The N.C. Department of Environmental Quality’s Division of Energy, Mineral and Land Resources issued a disapproval letter Jan. 4 to the pipeline’s builders. The letter addresses the builders’ erosion and sediment control plan for the northern portion of the pipeline route proposed for North Carolina.
The letter also informs Atlantic Coast Pipeline LLC management that it can file a new plan or appeal the disapproval.
“Pending approval of a revised plan or a decision on an appeal, commencement of any land-disturbing activity associated with this project shall constitute a violation of the Sedimentation Pollution Control Act of 1973,” the disapproval letter reads in part.
The approval process for the 600-mile natural gas pipeline that would start in West Virginia and end near Pembroke has hit other snags in recent weeks.
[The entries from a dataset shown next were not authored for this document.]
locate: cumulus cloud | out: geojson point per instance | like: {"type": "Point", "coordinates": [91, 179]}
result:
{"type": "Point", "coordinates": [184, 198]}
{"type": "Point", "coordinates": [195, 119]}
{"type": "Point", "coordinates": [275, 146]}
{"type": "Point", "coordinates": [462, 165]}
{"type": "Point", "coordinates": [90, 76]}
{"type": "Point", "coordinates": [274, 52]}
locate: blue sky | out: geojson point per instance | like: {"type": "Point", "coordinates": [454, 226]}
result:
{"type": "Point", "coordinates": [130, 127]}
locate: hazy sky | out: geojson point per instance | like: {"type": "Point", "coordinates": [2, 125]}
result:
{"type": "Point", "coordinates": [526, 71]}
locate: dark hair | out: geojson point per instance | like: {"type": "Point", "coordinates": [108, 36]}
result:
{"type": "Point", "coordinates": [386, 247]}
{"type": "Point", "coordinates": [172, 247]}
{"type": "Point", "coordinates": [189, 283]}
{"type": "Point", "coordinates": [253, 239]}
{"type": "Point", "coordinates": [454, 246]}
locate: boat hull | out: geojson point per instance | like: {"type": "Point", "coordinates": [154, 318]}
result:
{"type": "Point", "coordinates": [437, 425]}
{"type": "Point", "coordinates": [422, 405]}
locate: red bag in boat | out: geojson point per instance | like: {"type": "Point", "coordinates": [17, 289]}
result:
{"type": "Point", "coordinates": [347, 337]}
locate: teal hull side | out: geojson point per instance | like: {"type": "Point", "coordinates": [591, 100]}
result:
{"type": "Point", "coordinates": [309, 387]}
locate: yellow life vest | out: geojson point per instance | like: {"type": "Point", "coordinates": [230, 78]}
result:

The DEQ’s Division of Energy, Mineral and Land Resources issued requests on Dec. 20 for additional information for the two general stormwater permit applications submitted by Atlantic Coast Pipeline LLC. The pipeline’s builders were informed that same day that an individual stormwater permit will be required for a proposed contractor’s yard to be located in Cumberland County and no application for that permit has been received.
The Atlantic Coast Pipeline’s partners are Dominion Energy, Duke Energy, Piedmont Natural Gas and Southern Company Gas. A Dominion spokesman recently expressed optimism about the approval process being completed soon.
“We’ve received most of our state and federal approvals over the last few months. Only a few approvals remain, which we expect to receive by early next year,” Aaron Ruby said in mid-December.
The state DEQ already has issued erosion and sediment control permits for Robeson, Cumberland and Sampson counties.
Legal hurdles also stand in the way of the pipeline’s construction.
A petition was filed Oct. 6 in Robeson County Superior Court asking the court to review the county Board of Commissioners’ decision on Aug. 7 to approve a conditional-use permit that cleared the way for the construction of a pipeline metering and regulating station, and a tower on N.C. 710 near Pembroke. The petitioners are Dwayne Goins and Robie Joe Goins, owners of property where the proposed pipeline is to end.
The legal action seeks to have the conditional-use permit application remanded and the permit revoked.
The Federal Energy Regulatory Commission approval ruling of Oct. 13, 2016, is being challenged by NC WARN, a Durham-based nonprofit that addresses “the climate crisis and other hazards posed by electricity generation.”
NC WARN is one of 20 organizations that have filed with the Federal Energy Regulatory Commission for a rehearing of the approval decision, said John Runkle, an NC WARN attorney.
Proponents of the pipeline, which include the Robeson County Board of Commissioners, say it will bring natural gas that will make it easier to attract industry, which wants the fuel because it burns clean and is cheaper than most energy sources. The pipeline’s owners also would pay property taxes on the infrastructure.
Opponents say the pipeline is not needed and is environmentally risky.